Currently we iterate through both arrays and lookahead the differences for the next two elements and correct the previous element if a closer one was found. But this fails for more than two duplicate elements in a row (second example):
Our current implementation (C code as part of an R package): https://github.com/rformassspectrometry/MsCoreUtils/blob/master/src/closest.c#L73-L129
A commented version below:
SEXP C_closest_dup_closest(SEXP x, SEXP table, SEXP tolerance, SEXP nomatch) {
/* x is the first array of doubles */
double *px = REAL(x);
const unsigned int nx = LENGTH(x);
/* table is the second array of doubles where x should be matched against */
double *ptable = REAL(table);
const unsigned int ntable = LENGTH(table);
/* user given tolerance threshold */
double *ptolerance = REAL(tolerance);
/* integer array to store the results */
SEXP out = PROTECT(allocVector(INTSXP, nx));
int* pout = INTEGER(out);
/* integer that should returned if no valid match or a closer one was found */
const unsigned int inomatch = asInteger(nomatch);
/* indices */
unsigned int ix = 0, ixlastused = 1;
unsigned int itbl = 0, itbllastused = 1;
/* differences: current, difference to next element of x and table, respectively */
double diff = R_PosInf, diffnxtx = R_PosInf, diffnxttbl = R_PosInf;
while (ix < nx) {
if (itbl < ntable) {
/* difference for current pair */
diff = fabs(px[ix] - ptable[itbl]);
/* difference for next pairs */
diffnxtx =
ix + 1 < nx ? fabs(px[ix + 1] - ptable[itbl]) : R_PosInf;
diffnxttbl =
itbl + 1 < ntable ? fabs(px[ix] - ptable[itbl + 1]) : R_PosInf;
if (diff <= ptolerance[ix]) {
/* valid match, add + 1 to convert between R/C index */
pout[ix] = itbl + 1;
if (itbl == itbllastused &&
(diffnxtx < diffnxttbl || diff < diffnxttbl))

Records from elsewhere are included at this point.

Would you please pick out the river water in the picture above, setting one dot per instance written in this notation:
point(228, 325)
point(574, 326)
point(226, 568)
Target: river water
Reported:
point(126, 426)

pout[ixlastused] = inomatch;
ixlastused = ix;
itbllastused = itbl;
} else
pout[ix] = inomatch;
if (diffnxtx < diff || diffnxttbl < diff) {
/* increment the index with the smaller distance */
if (diffnxtx < diffnxttbl)
++ix;
else
++itbl;
} else {
/* neither next x nor next table item offer a better match */
++ix;
++itbl;
}
} else
pout[ix++] = inomatch;
}
/* R provided MACRO to free allocated memory */
UNPROTECT(1);
return out;
}
Could anybody give us a hint for a better algorithm?